A new collaborative program tagged A-Chance is aimed at helping children in violent and crime-ridden homes succeed in their school setting and in life. Conner Eldridge, U.S. Prosecuting Attorney for the Western District of Arkansas, joined law enforcement and school officers on Wednesday (Aug. 5) in Fayetteville to announce the program.
Eldridge said children too often across this region and state are exposed to horrible, unconscionable situations. He estimates that at least 60% of Arkansas school children can benefit from the A-Chance program which will be unveiled in 17 schools across six counties when the school year begins Aug. 17.
“Treating the effects of trauma in children is the only way we can truly change the cycle of violence in our communities,” Eldridge said.
Each year approximately 1 million children are confirmed as victims of abuse and neglect. Last year 33,353 Arkansas children were referred for maltreatment assessments, according to the Arkansas Division of Children and Family Services. The Crimes Against Children Division of the state police handle more than 5,500 child abuse referrals annually.
Local longtime children’s advocate Beverly Engle said it may take a village to raise a child but an army to rescue one. Engle said every new program that helps to knit together a safety net for children is valued. She said the best of training, work to change laws and amazing programs still have to take a back seat to the child.
“We have to listen and respond,” Engle said.
‘HANDLE WITH CARE’
The program is modeled after one Eldridge heard about from another U.S. attorney in a neighboring state. The police working a domestic violence or crime scene in a home involving school age children will contact the children’s school officials by early the next morning with a “Handle with Care Notice.” Eldridge said the notification allows teachers and administrators insight that better helps them address the needs of those children. For instance, if police were in a home until 2 a.m. on a domestic violence call and that child has a test the following day, teachers could postpone it. Or if the child is sleepy, they could allow that child time to rest.
The end result should be that children are adequately cared for following these traumatic events. The hope is that with proper care, troubled students can rise above the cycle and not be labeled “problem children.” He said many times children who grow up in troubled homes repeat the cycle of violence as adults and that is has to change. By bringing together those professionals on the frontline of these situations Eldridge hopes more kids will get the help they need.
“Another good thing about this program is that it’s very low cost. There is no funding attached to the program at this time. That is not to say that there are not some administrative costs to be bore by law enforcement and schools. But overall it’s a matter of streamlining communication between the two parties so that the children are given a chance for success,” Eldridge said during the press conference.
A-Chance stands for “Arkansas Cultivating Healthy Attitudes and Nurturing Children to Excel.” Eldridge said it’s also in line with the U.S. Department of Justice’s larger initiative to better serve children exposed to violence and trauma.

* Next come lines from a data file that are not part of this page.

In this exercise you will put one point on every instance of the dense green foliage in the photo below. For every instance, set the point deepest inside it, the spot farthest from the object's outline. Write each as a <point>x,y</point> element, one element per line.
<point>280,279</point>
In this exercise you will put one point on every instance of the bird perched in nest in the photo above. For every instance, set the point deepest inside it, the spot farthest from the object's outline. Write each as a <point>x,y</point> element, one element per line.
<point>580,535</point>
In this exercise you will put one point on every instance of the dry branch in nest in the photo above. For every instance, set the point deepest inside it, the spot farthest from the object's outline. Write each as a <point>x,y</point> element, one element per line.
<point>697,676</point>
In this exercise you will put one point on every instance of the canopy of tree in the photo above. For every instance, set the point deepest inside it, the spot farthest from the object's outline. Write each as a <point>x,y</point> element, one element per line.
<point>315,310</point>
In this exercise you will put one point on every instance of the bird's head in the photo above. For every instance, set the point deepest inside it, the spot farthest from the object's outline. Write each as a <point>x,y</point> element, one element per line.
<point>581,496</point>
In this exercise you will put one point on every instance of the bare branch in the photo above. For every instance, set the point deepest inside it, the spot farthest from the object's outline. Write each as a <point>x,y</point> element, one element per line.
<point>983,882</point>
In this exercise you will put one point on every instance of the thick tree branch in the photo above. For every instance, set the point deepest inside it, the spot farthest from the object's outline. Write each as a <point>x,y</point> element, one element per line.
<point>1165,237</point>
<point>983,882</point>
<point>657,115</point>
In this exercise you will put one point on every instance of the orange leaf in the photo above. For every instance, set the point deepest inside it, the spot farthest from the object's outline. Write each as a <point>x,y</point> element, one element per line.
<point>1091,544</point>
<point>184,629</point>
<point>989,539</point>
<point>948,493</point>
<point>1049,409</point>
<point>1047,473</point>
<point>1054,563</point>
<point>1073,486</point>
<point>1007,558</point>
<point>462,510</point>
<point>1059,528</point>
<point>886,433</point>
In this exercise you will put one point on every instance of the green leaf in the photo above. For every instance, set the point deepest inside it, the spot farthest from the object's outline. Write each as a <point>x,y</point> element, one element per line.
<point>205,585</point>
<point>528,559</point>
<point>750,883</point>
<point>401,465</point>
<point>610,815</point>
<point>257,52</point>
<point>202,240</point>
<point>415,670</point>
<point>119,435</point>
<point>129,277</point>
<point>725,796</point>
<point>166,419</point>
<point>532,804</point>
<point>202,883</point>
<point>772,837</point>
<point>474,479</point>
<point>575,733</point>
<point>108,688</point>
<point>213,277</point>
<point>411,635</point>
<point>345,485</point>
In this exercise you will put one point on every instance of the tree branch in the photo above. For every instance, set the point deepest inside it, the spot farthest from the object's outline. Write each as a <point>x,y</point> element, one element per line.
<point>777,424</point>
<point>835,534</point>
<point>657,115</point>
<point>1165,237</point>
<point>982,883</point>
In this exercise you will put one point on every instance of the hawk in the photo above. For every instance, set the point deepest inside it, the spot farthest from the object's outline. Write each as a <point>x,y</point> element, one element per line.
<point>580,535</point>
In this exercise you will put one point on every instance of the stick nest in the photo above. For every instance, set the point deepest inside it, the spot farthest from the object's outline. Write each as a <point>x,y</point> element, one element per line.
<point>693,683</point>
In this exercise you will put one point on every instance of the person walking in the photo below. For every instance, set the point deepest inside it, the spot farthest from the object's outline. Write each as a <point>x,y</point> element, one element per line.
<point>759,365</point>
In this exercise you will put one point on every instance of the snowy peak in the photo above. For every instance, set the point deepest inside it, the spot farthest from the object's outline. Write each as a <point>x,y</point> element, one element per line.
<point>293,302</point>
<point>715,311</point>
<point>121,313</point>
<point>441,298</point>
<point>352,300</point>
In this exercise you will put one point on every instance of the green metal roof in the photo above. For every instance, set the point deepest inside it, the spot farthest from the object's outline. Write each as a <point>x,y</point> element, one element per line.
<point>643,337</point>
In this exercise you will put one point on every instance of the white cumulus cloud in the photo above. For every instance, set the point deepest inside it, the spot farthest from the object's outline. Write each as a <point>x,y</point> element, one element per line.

INITIAL PARTICIPATING SCHOOLS
He said six Arkansas counties have signed on to take part in the program, but not all schools in Eldridge’s 34 county district in western Arkansas have yet signed on. Following is a list of the counties and schools participating.
Arkadelphia, Centerpoint and Gurdon schools
Alma and Van Buren schools
Fort Smith schools
El Dorado schools
Springdale, Fayetteville, Farmington. Lincoln, West Fork and Greenland schools
The program is available to any school and law enforcement agency in the western District of Arkansas. Interested parties are asked to contact Eldridge’s office to get started in the program.